Thai Navy conditionally approves ship engine to power China-built submarine

Nontarat Phaicharoen
Thai Navy conditionally approves ship engine to power China-built submarine The Royal Thai Navy’s H.T.M.S. Chang, a China-built amphibious landing and submarine escort, enters Thai waters, April 14, 2023.
[Handout Royal Thai Navy]

Updated at 4:24 p.m. ET on 2023-04-26

Bangkok is prepared to accept a modified ship engine to power a submarine China is building for the Royal Thai Navy provided Beijing guarantees the engine is safe, the Thai Navy commander said this week.

Thailand’s purchase of the 13.5 billion baht (U.S. $369 million) Yuan-class submarine ran into trouble because the Chinese state-owned submarine developer was unable to buy a German-built diesel submarine engine, due to a European Union arms embargo on Beijing.

The Chinese Navy would have until June to guarantee the modified ship engine’s safety, said Thai Navy Commander Adm. Choengchai Chomchoengpaet following talks in Beijing in mid-April. 

“We have three conditions to consider – the engine must be safe. Second, the Chinese navy must guarantee this engine for the Thai navy. And third, there must be compensation for the delay due to the engine change,” Choengchai said at an event in Chon Buri province on Tuesday.

“These are the important conditions in a decision on whether the contract would go on or be canceled,” he said.

If the Chinese navy agrees to the conditions, the submarine could be delivered in 40 months, Choengchai said. If the sale is completed, the submarine will be Thailand’s first since the World War II era.

The modified engine, called the CHD620, is based on German technology and is widely used, Choengchai said.

“They have been installed in many of China’s surface ships, including on aircraft carriers.

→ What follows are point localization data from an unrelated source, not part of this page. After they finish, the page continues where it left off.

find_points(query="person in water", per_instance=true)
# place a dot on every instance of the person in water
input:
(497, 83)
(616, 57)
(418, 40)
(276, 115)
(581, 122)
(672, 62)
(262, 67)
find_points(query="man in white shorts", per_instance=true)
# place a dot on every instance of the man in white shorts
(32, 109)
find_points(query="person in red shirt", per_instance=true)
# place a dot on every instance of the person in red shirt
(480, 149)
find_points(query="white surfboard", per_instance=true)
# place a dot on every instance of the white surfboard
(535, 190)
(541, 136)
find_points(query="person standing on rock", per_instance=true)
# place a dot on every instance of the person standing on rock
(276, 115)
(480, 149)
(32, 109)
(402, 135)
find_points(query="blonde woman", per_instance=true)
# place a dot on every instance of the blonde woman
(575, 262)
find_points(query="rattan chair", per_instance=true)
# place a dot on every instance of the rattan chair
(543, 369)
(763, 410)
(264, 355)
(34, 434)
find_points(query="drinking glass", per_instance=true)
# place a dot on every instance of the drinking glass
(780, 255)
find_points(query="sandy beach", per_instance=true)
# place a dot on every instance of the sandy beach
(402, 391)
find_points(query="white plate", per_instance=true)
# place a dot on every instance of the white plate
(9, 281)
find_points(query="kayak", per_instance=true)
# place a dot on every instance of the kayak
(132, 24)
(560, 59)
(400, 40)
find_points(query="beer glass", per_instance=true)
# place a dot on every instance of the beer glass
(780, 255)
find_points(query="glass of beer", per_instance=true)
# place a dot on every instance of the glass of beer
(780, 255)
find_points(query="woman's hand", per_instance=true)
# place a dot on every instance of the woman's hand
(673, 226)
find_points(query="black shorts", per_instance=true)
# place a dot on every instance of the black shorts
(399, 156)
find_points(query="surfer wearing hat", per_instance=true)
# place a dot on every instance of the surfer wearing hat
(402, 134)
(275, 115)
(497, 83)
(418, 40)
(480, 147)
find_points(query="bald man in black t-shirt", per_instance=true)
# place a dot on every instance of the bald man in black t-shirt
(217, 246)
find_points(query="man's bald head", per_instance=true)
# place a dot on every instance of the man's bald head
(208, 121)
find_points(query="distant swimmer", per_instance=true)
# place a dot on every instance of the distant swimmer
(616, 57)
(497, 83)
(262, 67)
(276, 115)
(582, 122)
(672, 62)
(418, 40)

They will tweak the CHD620 engine to fit into the Thai navy sub, Pakistani navy and the Chinese navy in the future,” he said. “Germany would not let them use its engine.”

The E.U. imposed its arms embargo on China in 1989 after the violent suppression of pro-democracy protests in Beijing’s Tiananmen Square.

“If we accept the CHD602 engine, the CSOC must offer a guaranteed time which is longer than usual. … Second, the company must support us in terms of engine maintenance, parts and technicians. We have to agree on this in the future,” Choengchai said, referring to the state-owned developer China Shipbuilding & Offshore International Co. Ltd.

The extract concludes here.